Can you easily name your favourite recording artists? When asked this question, I generally rattle off a rapid list of Led Zeppelin, ELO, Yes, Kate Bush, Pink Floyd – these were the formative artists who shaped my early listening, and their albums feature large (monumentally for Led Zeppelin, given I bought all nine of the 2014/5 deluxe box sets) in my vinyl collection. If I check my streaming history, however, only ELO and Yes feature there strongly, and even they are both outranked by Philip Glass and 10CC, and are quite dominated by Alex the Astronaut, who thankfully saves me from a list entirely devoid of contemporary artists. But there is an omission.

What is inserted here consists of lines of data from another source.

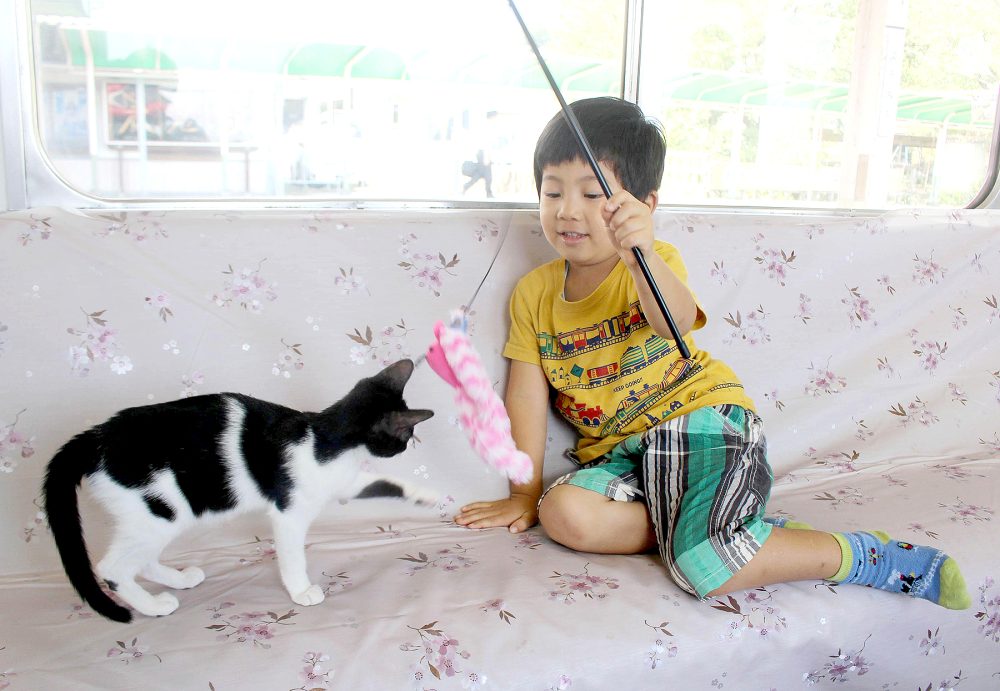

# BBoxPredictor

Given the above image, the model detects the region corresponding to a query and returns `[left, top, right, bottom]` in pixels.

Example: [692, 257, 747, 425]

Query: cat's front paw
[136, 593, 180, 617]
[177, 566, 205, 590]
[292, 585, 326, 607]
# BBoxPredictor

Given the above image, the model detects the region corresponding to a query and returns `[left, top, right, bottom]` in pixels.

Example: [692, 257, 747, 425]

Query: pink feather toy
[427, 312, 533, 484]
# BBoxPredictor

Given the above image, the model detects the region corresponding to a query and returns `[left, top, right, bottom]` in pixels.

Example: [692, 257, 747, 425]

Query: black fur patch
[235, 396, 309, 511]
[99, 394, 236, 516]
[142, 494, 174, 521]
[355, 480, 403, 499]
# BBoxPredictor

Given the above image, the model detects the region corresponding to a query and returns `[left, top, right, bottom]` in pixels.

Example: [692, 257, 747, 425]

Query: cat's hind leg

I have long suppressed from my list the band which may have been most influential of all on my formative musical taste, as well as my appreciation of an extensive range of musical styles, and my understanding of orchestration, not to mention a lifelong hate of littering. As you’ll have gathered from the headline above, that band was The Wombles. Some of you will now be fist-pumping the air and yelling ‘Yeh! At last, the truth will be told!’ The rest of you probably know the Wombles primarily as blokes in large shaggy suits, last seen playing to an appreciative but slightly confused Glastonbury crowd in 2011.

And that was great to see. But you don’t know the half of it. The Wombles were the most successful UK chart act of 1974.

Yes, 50 years ago. David Essex – he did well; he was the second most successful. The T.